An economic entitycan be any organization or unit in society. It may be a business enterprise such as General Electric Company; a governmental unit such as the state of Nevada; a municipality such as Seattle; a school district such as St. Louis District 48; or a social organization such as a church (Southern Baptist).

This assumption requires that the activities of the entity be kept separate and distinct from (1) the activities of its owner and (2) all other economic entities.

The economic entity assumption is generally discussed in relation to a business enterprise, which may be organized as sole proprietorship, partnership, and corporation.

Sole Proprietorships

A sole proprietorship is a business owned by one person, and it is the easiest and the least expensive form of business to start. Many farms, retail stores (antique shops, clothing stores, jewelry stores), and small service businesses (barber shops, law offices, cafes, and auto-repair shops) are often sole proprietorships. Usually only a limited amount of money (capital) is necessary to start business, and the owner receives any profits, suffers any losses, and is personally liable for all debts of the business. Although there is no legal distinction between the business as an economic unit and the owner, the records of the business activities are kept separate from the personal records and activities of the owner. Sole proprietorships represent the largest number of businesses in the United States, but they are typically the smallest in size and volume of business.

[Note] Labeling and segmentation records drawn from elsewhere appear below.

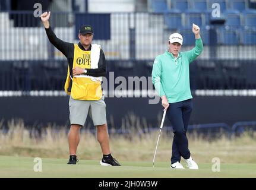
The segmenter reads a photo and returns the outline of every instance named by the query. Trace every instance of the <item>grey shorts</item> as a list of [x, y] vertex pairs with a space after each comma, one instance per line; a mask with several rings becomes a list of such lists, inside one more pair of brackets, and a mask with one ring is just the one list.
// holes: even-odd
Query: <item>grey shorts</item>
[[104, 96], [99, 100], [74, 100], [69, 97], [70, 124], [84, 126], [88, 113], [94, 125], [101, 125], [107, 123], [106, 117], [106, 104]]

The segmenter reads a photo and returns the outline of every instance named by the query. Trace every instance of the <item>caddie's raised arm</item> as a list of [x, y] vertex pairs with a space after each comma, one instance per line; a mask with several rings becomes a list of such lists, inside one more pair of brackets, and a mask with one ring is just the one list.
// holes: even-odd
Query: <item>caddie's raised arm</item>
[[43, 12], [40, 18], [41, 18], [41, 20], [43, 22], [43, 26], [45, 28], [49, 28], [50, 27], [50, 23], [49, 22], [49, 19], [50, 18], [50, 11], [45, 12]]

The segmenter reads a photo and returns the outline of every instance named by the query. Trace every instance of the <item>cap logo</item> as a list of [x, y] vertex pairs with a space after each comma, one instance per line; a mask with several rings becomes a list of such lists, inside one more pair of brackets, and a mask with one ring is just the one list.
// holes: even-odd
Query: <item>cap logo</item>
[[174, 38], [178, 38], [178, 39], [180, 39], [181, 40], [182, 40], [181, 38], [179, 37], [172, 37], [172, 39], [174, 39]]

Sole proprietorships have a number of advantages. One is ease of establishment. All you have to do to launch a sole proprietorship is to obtain any necessary licences, start a checking account and open your doors. As a sole proprietor, you have the satisfaction of working for yourself. You can make your own decisions, such as which hours to work, whom to hire, what prices to charge, whether to expand, and whether to shut down. Best of all, you can keep all the profits, which are taxed at your personal income rate tax and not the higher corporate rate. As a sole proprietor, you also have the advantage of privacy; you do not have to reveal your performance or plans to anyone.

Disadvantages of sole proprietorships include the limited potential for profit as the company’s financial resources are limited. A single person starting a company generally has less capital than a group of people, and an individual may also have more difficulty getting a loan. The major disadvantage of a sole proprietorship is the proprietor’s unlimited liability. It means that any damages or debts of the business can be attached to the owner. As a sole proprietor, you might have to sell personal assets, such as your family home, to satisfy a business debt. Managerial problems may also develop, as often the owner can’t afford to hire experienced managers. A final disadvantage is that sole proprietorships often have a limited life, in other words the business may cease when the owner dies. Even if the business transfers to an heir, the owner’s unique skills may be crucial to the successful operation of the business.